Are there more? The answer is no. The reason comes from noting that the null space of \(A\) and the row space of \(A\) are orthogonal spaces, meaning for each \({\bf v}\in \text{null}(A)\) and each \({\bf w} \in \text{row}(A)\), \({\bf v}^T{\bf w} =0\).
Let us pool together the basis for the row space of \(A\) and these \(n-k\) linearly independent vectors in the null space, \(N\), that we constructed above. Any basis for the row space of \(A\) has \(k\) vectors, call one such set \(R\).
Now \(R \cup N\) (the union of the sets) has \(k + (n-k) =n\) vectors. They are all linearly independent (why?). But the basis for the set of all vectors in \({\mathbb R}^n\) must have only \(n\) vectors, so \(R\cup N\) is a basis for \({\mathbb R}^n\). Therefore \(R\cup N\) is maximal, meaning \(N\) must be maximal in the null space of \(A\) as well!
This means the dimension of the null space of \(A\) is exactly \(n-k\). Similarly the dimension of the null space of \(A^T\) is \(m-k\), by applying the abbove arguments to \(A^T\).
We call the row space of \(A\) and the null space of \(A\) to be orthogonal complements. They are orthogonal spaces, that together provide a complete basis for \({\mathbb R}^n\). Note however that their union is not \({\mathbb R}^n\) (only that every element in \({\mathbb R}^n\) is a sum of one vector in the row space of \(A\) and one vector in the null space of \(A\)). Similarly, the row space of \(A^T\) (ie column space of \(A\)) and the null space of \(A^T\) are also orthogonal complements by using the same arguments above for the matrix \(A^T\).
Given that \(R\cup N\) is a basis for \({\mathbb R}^n\), we notice that every vector \({\bf x} \in {\mathbb R}^n\) can be written
\[{\bf x} = {\bf r} + {\bf n},\]where \(\bf r\) is the component built from the basis vectors in \(R\), namely a vector in row(\(A\)) and a vector \(\bf n\) is the component built from basis vectors in \(N\), a vector in the null space of \(A\).
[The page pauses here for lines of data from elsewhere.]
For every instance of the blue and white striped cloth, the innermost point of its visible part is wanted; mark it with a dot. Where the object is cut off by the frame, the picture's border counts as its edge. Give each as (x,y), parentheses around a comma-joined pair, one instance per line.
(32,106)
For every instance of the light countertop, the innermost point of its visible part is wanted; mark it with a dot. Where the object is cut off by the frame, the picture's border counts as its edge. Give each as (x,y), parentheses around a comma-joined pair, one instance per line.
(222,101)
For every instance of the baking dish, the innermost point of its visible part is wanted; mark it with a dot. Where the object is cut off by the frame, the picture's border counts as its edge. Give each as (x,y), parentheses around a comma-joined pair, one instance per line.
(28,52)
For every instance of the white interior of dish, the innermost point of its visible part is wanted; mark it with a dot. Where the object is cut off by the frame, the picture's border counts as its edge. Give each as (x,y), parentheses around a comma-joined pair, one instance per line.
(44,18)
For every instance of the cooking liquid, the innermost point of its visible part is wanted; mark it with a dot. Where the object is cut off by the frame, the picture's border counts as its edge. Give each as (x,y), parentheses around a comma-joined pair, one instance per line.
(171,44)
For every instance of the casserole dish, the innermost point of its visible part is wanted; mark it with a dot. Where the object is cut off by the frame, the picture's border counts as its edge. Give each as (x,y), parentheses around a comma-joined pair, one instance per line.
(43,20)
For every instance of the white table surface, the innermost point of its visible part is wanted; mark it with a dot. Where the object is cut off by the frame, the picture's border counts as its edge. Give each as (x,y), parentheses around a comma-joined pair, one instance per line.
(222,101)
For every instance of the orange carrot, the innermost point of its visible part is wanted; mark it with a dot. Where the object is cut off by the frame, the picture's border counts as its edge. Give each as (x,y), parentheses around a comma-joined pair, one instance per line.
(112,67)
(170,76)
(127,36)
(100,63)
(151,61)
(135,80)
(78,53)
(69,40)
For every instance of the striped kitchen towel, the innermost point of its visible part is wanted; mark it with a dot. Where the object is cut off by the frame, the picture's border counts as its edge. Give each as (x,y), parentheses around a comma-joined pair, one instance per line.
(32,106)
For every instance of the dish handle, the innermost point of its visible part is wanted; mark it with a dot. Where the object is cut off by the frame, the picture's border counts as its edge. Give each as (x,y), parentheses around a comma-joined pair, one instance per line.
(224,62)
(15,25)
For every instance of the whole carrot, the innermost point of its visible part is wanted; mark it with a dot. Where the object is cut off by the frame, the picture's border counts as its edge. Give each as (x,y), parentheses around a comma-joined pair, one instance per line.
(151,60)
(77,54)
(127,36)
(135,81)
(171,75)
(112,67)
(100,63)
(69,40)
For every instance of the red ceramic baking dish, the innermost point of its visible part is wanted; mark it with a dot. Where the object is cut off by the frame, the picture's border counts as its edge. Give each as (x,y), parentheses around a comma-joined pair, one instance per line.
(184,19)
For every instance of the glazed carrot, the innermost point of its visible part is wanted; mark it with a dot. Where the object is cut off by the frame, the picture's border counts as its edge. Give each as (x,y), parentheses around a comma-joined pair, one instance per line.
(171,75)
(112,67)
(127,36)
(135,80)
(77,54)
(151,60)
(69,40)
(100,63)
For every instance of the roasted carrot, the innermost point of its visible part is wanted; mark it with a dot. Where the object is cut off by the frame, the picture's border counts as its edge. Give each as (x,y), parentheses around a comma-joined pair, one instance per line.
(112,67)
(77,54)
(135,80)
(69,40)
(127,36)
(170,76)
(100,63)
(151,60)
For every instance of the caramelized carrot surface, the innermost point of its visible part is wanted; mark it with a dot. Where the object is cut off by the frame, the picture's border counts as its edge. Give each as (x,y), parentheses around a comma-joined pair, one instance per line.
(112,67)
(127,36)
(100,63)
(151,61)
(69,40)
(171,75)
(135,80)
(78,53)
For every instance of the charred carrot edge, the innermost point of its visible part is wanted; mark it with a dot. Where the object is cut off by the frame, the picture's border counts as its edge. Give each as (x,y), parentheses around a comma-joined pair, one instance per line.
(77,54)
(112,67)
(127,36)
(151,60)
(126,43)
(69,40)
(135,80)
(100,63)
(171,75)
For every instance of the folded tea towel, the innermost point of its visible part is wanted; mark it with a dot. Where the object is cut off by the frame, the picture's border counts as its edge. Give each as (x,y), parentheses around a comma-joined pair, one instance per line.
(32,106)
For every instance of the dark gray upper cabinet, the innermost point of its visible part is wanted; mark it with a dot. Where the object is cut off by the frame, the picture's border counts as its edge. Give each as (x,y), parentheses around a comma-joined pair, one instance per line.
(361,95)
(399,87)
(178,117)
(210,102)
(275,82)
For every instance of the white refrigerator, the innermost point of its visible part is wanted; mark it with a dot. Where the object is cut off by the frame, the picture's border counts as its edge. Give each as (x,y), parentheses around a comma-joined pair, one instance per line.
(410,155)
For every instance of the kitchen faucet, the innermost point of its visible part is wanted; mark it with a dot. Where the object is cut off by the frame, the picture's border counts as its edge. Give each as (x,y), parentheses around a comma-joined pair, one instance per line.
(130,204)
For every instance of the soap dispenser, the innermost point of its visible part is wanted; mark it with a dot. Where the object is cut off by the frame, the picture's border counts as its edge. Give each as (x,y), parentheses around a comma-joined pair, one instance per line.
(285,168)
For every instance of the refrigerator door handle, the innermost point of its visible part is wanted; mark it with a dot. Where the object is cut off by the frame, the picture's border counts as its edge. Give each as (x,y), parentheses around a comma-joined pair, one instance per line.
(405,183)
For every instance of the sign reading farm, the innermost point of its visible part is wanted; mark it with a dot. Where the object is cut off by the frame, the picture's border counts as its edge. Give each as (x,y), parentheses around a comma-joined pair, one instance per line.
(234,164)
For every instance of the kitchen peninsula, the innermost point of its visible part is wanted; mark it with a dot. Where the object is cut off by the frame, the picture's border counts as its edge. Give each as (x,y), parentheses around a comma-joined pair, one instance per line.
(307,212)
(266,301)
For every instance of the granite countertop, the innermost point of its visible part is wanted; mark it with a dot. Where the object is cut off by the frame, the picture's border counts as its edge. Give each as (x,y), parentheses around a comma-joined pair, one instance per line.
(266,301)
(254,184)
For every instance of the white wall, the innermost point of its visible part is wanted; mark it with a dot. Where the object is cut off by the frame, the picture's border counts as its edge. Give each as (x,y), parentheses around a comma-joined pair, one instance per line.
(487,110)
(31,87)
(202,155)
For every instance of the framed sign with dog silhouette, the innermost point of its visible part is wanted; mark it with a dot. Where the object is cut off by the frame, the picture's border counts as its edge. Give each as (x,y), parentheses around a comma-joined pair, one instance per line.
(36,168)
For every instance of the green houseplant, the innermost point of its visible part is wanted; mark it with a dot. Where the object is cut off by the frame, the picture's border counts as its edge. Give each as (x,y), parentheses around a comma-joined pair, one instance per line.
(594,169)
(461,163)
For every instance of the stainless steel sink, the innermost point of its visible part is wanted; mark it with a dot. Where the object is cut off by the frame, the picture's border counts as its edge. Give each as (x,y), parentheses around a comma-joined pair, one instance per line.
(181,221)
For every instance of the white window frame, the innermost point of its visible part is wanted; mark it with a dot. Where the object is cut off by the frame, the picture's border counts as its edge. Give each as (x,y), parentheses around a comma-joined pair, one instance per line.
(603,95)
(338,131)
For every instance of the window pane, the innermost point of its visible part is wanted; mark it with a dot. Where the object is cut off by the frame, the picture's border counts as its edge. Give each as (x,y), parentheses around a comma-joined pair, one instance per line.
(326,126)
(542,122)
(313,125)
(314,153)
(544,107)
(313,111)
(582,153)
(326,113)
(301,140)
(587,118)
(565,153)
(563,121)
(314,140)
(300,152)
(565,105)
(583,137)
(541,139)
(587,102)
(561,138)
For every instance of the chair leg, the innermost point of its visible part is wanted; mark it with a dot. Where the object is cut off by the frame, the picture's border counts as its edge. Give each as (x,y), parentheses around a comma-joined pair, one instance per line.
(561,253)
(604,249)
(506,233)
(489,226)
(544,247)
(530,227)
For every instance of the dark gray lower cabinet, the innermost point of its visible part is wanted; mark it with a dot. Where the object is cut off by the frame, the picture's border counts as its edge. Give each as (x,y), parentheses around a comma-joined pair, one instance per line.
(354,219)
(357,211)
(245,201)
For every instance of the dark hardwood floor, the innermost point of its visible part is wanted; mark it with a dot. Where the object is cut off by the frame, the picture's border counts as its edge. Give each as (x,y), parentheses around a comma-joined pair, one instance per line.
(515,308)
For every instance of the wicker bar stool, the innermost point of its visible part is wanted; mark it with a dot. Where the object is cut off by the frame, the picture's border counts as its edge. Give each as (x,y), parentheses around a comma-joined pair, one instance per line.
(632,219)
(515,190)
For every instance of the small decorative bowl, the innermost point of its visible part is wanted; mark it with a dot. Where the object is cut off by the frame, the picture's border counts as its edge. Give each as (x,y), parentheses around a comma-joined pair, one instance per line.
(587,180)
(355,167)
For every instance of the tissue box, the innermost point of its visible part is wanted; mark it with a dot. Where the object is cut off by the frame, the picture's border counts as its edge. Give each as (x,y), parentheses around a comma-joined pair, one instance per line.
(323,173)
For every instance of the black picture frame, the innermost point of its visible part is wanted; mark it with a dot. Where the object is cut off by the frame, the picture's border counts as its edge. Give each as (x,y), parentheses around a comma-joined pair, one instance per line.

So one vector in the row space and one vector in the null space.
Similarly any vector \({\bf y} \in {\mathbb R}^m\) can be written as
\[{\bf y} = {\bf c} + {\bf e},\]where \(\bf c\) is a vector in the row space of \(A^T\) (so column space of \(A\)) and \(\bf e\) is in the null space of \(A^T\). This is the picture we will develop in the next module as linear regression.